Introduction à la sémantique
Contrôle continu Examen
29 mai 2012
— Toutes les réponses doivent être justifiées —
Les notes de cours ne sont pas autorisées
Exercice 1
I. Pour chacune des paires d’exemples suivantes, indiquez quelle relation lexicale lie les deux
unités lexicales soulignées.
1. (a) L’entrée au musée est gratuite.
(b) L’entrée à l’exposition est payante.
2. (a) Le sergent a dispersé ses hommes.
(b) Le sergent a rassemblé ses hommes.
3. (a) Ce carton est solide.
(b) Ce carton est fragile.
4. (a) 8 est le double de 4.
(b) 3 est la moitié de 6.
5. (a) On a aperçu un voilier à l’horizon.
(b) On a aperçu une voile à l’horizon.
6. (a) On a aperçu un voilier à l’horizon.
(b) On a aperçu un bateau à l’horizon.
7. (a) Céline connaît la réponse.
(b) Céline ignore la réponse.
8. (a) La sauce est sucrée.
(b) La sauce est salée.
II. Proposez deux converses de avoir peur (en justifiant votre réponse) 1.
Exercice 2
Expliquez la différence de jugements entre la phrase (1) et la phrase (2).
1. #Ce champignon est très mortel.
2. Ce champignon est très toxique.
Exercice 3
A quelles classes sémantiques appartiennent les verbes soulignés dans les exemples suivants :
1. Alice a compris le jeu de mot que je viens de faire.

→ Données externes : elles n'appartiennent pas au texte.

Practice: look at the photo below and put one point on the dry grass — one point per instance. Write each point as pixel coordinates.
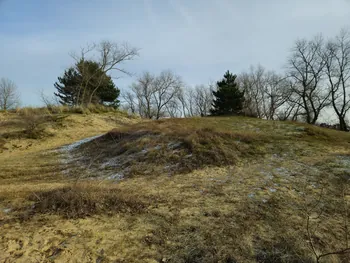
(83, 199)
(243, 197)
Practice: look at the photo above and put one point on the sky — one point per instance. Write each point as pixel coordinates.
(197, 39)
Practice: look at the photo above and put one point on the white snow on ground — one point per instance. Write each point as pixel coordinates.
(72, 146)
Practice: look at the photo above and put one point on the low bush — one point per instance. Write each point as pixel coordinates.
(81, 200)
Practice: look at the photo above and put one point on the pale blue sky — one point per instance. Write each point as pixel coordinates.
(198, 39)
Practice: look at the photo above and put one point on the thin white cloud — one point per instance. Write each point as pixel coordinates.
(149, 11)
(183, 11)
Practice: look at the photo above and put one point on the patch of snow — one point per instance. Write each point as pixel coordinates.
(174, 145)
(117, 176)
(7, 210)
(251, 195)
(75, 145)
(272, 190)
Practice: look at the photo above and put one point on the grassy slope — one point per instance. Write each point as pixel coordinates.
(230, 189)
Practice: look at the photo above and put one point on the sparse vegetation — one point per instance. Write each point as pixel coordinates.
(229, 189)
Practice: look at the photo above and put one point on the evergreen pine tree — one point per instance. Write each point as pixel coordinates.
(228, 99)
(86, 83)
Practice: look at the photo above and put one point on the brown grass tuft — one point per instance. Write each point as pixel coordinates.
(83, 200)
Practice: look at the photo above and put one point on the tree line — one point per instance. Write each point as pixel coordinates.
(316, 76)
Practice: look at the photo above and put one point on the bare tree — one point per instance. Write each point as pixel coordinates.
(143, 91)
(166, 87)
(109, 56)
(337, 67)
(203, 98)
(266, 92)
(306, 68)
(9, 97)
(129, 101)
(156, 96)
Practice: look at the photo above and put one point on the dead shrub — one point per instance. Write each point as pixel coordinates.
(81, 200)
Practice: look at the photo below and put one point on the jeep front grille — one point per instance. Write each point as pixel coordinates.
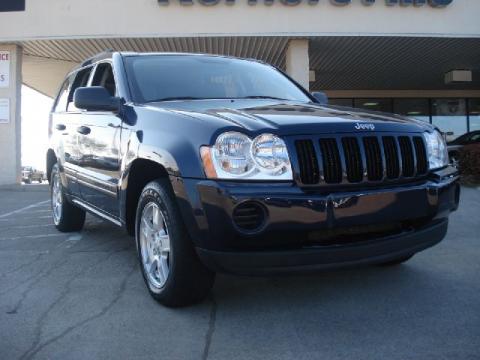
(357, 159)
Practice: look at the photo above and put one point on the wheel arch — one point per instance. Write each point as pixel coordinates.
(140, 172)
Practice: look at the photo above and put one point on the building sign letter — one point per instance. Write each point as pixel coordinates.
(4, 69)
(4, 111)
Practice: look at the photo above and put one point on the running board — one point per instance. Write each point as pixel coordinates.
(94, 211)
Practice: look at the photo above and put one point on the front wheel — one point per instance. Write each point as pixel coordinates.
(66, 216)
(170, 266)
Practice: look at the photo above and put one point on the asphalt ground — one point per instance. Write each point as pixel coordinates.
(81, 296)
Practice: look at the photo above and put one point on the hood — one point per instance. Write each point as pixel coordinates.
(290, 118)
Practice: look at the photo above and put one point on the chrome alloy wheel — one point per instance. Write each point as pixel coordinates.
(154, 245)
(57, 198)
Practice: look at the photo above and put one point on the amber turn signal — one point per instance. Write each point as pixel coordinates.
(206, 155)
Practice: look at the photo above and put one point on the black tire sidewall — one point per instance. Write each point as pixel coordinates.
(56, 172)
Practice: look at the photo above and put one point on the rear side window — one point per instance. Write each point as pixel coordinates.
(81, 80)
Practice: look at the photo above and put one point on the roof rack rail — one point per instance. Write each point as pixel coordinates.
(100, 56)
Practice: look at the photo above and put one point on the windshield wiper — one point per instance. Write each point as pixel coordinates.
(173, 98)
(261, 97)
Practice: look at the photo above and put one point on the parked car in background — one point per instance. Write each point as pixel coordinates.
(456, 145)
(30, 174)
(218, 164)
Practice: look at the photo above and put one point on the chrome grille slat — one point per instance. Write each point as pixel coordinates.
(360, 158)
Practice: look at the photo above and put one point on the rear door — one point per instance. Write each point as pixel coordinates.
(99, 139)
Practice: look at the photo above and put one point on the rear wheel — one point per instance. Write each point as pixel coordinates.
(170, 266)
(66, 216)
(397, 261)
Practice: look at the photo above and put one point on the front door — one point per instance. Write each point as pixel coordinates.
(99, 141)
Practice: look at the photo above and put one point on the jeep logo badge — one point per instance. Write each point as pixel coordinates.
(360, 126)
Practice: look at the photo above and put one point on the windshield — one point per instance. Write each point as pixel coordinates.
(177, 77)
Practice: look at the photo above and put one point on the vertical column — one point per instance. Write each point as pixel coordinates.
(10, 118)
(298, 62)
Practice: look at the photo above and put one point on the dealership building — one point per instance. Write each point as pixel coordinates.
(420, 58)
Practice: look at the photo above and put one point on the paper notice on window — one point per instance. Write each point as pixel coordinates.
(4, 111)
(4, 69)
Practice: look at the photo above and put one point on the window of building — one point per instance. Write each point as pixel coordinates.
(341, 102)
(384, 105)
(450, 115)
(414, 108)
(474, 114)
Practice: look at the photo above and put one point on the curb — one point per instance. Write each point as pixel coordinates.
(25, 188)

2. Cet ensemble comprend cinq éléments.
3. Théo écoute la radio dans sa chambre.
4. Théo répare la radio dans sa chambre.
Exercice 4
Décrivez (en justifiant), sous forme de structure de traits, le sens des noms
lampe et feuilleton.
1. Bien sûr, ces deux converses peuvent être synonymes entre eux.
1
Corrigé
Exercice 1 I.
1. (a) L’entrée au musée est gratuite.
(b) L’entrée à l’exposition est payante.
Les adjectifs gratuit et payant sont des antonymes polaires (et même binaires). En
effet ils satisfont les tests logiques de la contradiction et de la complétude : les deux
phrases suivantes sont sémantiquement bizarres « # l’entrée est gratuite et payante »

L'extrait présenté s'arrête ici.